In den folgenden Erklärungen spannte er den Bogen von der Darstellung der Begrenztheit allgemeiner Erfahrung  hin zu Befreiung und Erleuchtung. Buddhas Kernaussagen sind:

1. Es gibt Leid

Buddha beschreibt drei Arten von Leid, die je nach Bewusstsein mehr oder weniger stark erlebt werden:

  1. Leid des Leidens: Geburt, Alter, Krankheit und Tod: Identifizieren wir uns mit dem Körper, halten wir auch Geburt, Alter, Krankheit und Tod für wirklich, und dadurch entsteht Leid.
  2. Leid der Vergänglichkeit: Sie ist die Ursache leidvoller Erfahrungen, wenn man an bedingtem Glück anhaftet.
  3. Leid der Bedingtheit: Als subtilste Form des Leidens drückt sie sich u.a. in der Erfahrung aus, dass unser Geist verschleiert ist und wir die Dinge nicht so wahrnehmen, wie sie wirklich sind. Wir haben keinerlei Kontrolle über unser Leben und sind dadurch im Kreislauf der bedingten Existenz gefangen.

Absolut gesehen sind Unerschütterlichkeit, Freude und Liebe der spontane Ausdruck des Geistes, wenn er frei von Begrenzungen ist. Verglichen damit, ist selbst  das größte bedingte Glück begrenzt und von einem Keim des Leids durchdrungen, da Bedingtes sich ständig verändert und damit vergänglich ist.

2. Es gibt eine Ursache des Leids

Als Ursache des Leids nennt Buddha die grundlegende Unwissenheit. Sie ist die Unfähigkeit des nicht erleuchteten Geistes, sich selbst zu erkennen. Denn dieser arbeitet wie ein Auge: Er nimmt alles „draußen“ wahr, ohne sich selbst zu sehen. So ist jede Erfahrung von einem grundlegenden Gefühl der Trennung begleitet (Dualität). Das erlebende Bewusstsein erfährt sich als „Ich“ (Subjekt), das Erlebte wird zum „Du“ oder etwas anderem (Objekt).
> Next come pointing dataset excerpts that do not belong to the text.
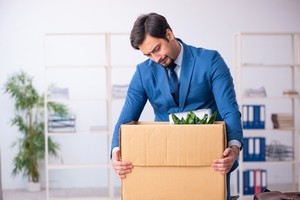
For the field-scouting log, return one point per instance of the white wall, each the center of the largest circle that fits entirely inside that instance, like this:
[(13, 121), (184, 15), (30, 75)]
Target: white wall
[(210, 24)]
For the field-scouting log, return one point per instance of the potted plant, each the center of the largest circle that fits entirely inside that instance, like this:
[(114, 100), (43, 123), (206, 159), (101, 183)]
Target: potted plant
[(29, 118)]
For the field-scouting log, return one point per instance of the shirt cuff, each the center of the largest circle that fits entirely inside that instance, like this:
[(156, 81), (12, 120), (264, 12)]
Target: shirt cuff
[(115, 149), (235, 143)]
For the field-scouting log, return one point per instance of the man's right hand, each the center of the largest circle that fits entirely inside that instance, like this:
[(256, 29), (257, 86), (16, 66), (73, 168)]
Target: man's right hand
[(121, 167)]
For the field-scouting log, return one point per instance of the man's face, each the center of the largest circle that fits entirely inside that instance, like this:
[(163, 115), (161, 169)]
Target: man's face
[(160, 50)]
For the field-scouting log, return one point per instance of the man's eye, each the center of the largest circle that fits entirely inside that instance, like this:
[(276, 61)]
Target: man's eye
[(156, 50)]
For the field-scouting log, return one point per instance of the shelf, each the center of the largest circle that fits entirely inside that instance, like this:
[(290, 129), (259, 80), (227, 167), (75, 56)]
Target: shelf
[(100, 132), (271, 97), (74, 66), (270, 60), (270, 130), (83, 198), (76, 166), (269, 162), (258, 65)]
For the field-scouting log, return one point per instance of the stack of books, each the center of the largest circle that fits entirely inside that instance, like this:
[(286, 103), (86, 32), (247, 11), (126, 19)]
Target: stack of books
[(282, 120), (254, 149), (279, 152)]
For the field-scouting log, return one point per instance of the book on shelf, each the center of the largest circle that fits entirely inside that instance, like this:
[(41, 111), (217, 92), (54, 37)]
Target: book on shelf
[(254, 149), (253, 116), (282, 120), (254, 181)]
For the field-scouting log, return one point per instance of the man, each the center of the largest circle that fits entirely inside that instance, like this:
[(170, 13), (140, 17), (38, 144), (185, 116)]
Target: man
[(204, 82)]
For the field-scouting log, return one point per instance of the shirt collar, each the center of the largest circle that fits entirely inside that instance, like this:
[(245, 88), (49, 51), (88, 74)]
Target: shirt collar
[(178, 60)]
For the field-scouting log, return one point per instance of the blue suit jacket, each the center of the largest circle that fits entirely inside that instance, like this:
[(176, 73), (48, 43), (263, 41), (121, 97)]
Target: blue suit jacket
[(205, 82)]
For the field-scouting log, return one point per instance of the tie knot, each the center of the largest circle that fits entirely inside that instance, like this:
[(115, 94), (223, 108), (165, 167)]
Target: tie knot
[(172, 66)]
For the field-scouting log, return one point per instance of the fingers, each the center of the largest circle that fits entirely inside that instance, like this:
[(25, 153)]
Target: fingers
[(223, 165), (121, 167)]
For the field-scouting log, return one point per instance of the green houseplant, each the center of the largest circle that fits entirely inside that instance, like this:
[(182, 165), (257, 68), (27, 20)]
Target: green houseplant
[(29, 118)]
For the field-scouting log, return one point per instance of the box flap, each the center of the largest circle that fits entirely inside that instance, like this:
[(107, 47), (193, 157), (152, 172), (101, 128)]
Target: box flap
[(162, 144)]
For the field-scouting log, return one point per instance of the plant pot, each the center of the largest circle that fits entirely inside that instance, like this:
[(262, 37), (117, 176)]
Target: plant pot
[(33, 186)]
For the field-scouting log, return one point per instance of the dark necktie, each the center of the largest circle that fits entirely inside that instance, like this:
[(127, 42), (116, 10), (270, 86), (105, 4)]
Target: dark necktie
[(173, 82)]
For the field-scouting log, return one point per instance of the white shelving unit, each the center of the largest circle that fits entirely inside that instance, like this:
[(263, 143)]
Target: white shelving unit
[(87, 65), (270, 60)]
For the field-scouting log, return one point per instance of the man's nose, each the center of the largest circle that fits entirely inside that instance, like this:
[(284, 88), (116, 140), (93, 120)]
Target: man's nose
[(155, 57)]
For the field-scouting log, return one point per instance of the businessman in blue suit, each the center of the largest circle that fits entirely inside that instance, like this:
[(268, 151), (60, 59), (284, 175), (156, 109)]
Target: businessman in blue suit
[(204, 81)]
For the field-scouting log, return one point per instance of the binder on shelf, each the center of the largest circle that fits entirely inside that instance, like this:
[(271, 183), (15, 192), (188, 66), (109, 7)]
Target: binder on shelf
[(253, 116), (257, 181), (254, 149), (254, 181)]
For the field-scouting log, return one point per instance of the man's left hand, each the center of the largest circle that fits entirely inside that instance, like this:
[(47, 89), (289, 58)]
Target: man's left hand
[(223, 165)]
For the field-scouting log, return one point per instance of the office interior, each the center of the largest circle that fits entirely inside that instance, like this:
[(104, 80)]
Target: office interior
[(35, 34)]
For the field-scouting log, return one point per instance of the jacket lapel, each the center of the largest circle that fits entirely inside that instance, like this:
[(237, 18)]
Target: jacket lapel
[(161, 78)]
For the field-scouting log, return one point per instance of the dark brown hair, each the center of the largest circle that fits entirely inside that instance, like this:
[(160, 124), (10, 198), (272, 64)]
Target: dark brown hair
[(152, 24)]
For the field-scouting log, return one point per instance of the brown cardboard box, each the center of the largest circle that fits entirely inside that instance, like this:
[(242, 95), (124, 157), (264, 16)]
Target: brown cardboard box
[(172, 162)]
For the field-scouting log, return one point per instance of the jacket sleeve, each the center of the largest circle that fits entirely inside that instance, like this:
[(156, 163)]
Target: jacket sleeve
[(135, 101), (225, 97)]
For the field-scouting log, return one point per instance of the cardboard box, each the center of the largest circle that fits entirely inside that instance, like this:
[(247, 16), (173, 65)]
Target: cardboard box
[(172, 162)]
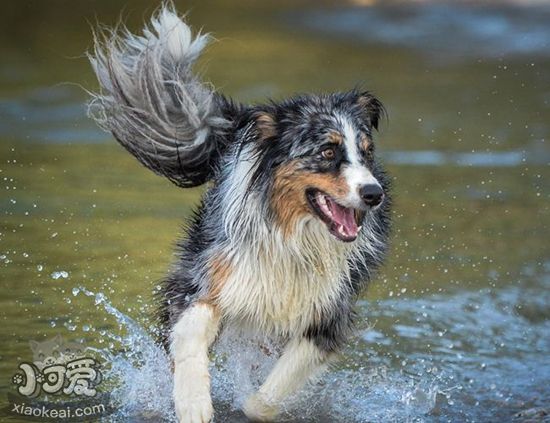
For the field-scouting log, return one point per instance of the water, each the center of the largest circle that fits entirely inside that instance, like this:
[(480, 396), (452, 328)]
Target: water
[(457, 357), (455, 327)]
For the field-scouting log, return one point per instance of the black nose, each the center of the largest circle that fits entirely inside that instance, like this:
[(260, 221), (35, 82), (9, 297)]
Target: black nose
[(371, 194)]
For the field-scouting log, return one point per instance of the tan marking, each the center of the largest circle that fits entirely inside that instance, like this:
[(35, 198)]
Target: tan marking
[(219, 272), (335, 137), (266, 125), (289, 200)]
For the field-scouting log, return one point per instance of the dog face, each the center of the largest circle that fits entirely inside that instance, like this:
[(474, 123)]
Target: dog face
[(320, 154)]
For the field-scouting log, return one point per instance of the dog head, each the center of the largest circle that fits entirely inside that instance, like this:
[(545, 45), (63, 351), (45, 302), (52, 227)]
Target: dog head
[(316, 160)]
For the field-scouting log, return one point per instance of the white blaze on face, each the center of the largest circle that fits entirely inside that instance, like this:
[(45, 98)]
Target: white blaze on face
[(355, 173)]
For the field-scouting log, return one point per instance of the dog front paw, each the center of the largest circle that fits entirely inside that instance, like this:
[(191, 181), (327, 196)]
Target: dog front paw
[(194, 410), (258, 409)]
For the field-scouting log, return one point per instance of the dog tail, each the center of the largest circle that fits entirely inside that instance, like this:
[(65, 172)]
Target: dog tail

Obwohl man nur einen Strom von Gedanken, Gefühlen und Eindrücken findet, der sich ständig ändert, wird diese Vorstellung eines Ichs zur Grundlage aller Erfahrung (Ich-Illusion).

Aus dieser zweiheitlichen (dualistischen) Sichtweise entstehen Anhaftung an Angenehmes, Abneigung gegen Unangenehmes und Verwirrung. Aus Anhaftung wiederum entsteht Geiz, aus

Abneigung Eifersucht und aus Dummheit Stolz. Dies sind die so genannten sechs Störgefühle.  Nimmt man sie ernst, führen sie zu leidbringenden Handlungen und zu weiteren Störungen und Leiden für andere und einen selbst. Kommen diese Ursachen als unangenehme Wirkungen auf einen zurück, denkt man meist, es sei die Schuld anderer, und man setzt wieder Negatives in Gang. (> siehe Karma – Ursache & Wirkung)

3. Es gibt ein Ende des Leids

Als Ziel zeigt Buddha Befreiung und Erleuchtung. Bei der Befreiung (kleines Nirwana) wird die Vorstellung von einem wirklich existierenden „Ich“ als trügerisch durchschaut. Widerstreitende Gefühle kommen zur Ruhe, Einsicht und Klarheit und ein Zustand des Freiseins von allen Begrenzungen und Einengungen entstehen.

Erleuchtung (großes Nirwana) ist die volle Erfahrung der Natur des Geistes: Die Schleier der Unwissenheit sind entfernt und alle dem Geist innewohnenden Eigenschaften sind voll entfaltet. Denn seinem absoluten Wesen nach ist das Bewusstsein allwissender furchtloser Raum, seine Erfahrung höchste Freude. Aus jeder seiner Handlungen drückt sich „nicht trennendes Mitgefühl“ aus, liebevoll wie die Sonne, die von sich aus unterscheidungslos auf alles strahlt.

4. Es gibt einen Weg zum Ende des Leids

Dieser Weg besteht in der Anwendung der zeitlos gültigen Mittel, die Buddha gab. Eine entsprechende Sichtweise, Meditation und Verhalten bedingen sich gegenseitig und entfalten alle Eigenschaften von Körper, Rede und Geist.

In den 45 Jahren seines Lehrens gab Buddha 84.000 Lehren, die es seinen Freunden und Schülern erlaubten, je nach Fähigkeit jeden Augenblick des Lebens zu einem Schritt auf dem Weg zu Befreiung und Erleuchtung zu machen.Im Theravada lehrte er über Ursache und Wirkung (Karma), dass wir selbst unser Leben erschaffen. Über das Entwickeln von Achtsamkeit, Konzentration und Einsicht lernen wir, den Körper, die Rede und den Geist Glück bringend für andere und uns selbst zu verwenden (vgl. Der Edle Achtfache Pfad). Im Großen Weg lehrte er die Bedeutung von Mitgefühl und Weisheit als eine befreiende Einstellung und Sichtweise (vgl. Lojong-Geistestraining). Im Diamantweg zeigte er ihnen Meditationen auf Buddhaformen, durch die sie sich mit den nicht bedingten Qualitäten des eigenen Geistes kraftvoll identifizieren konnten.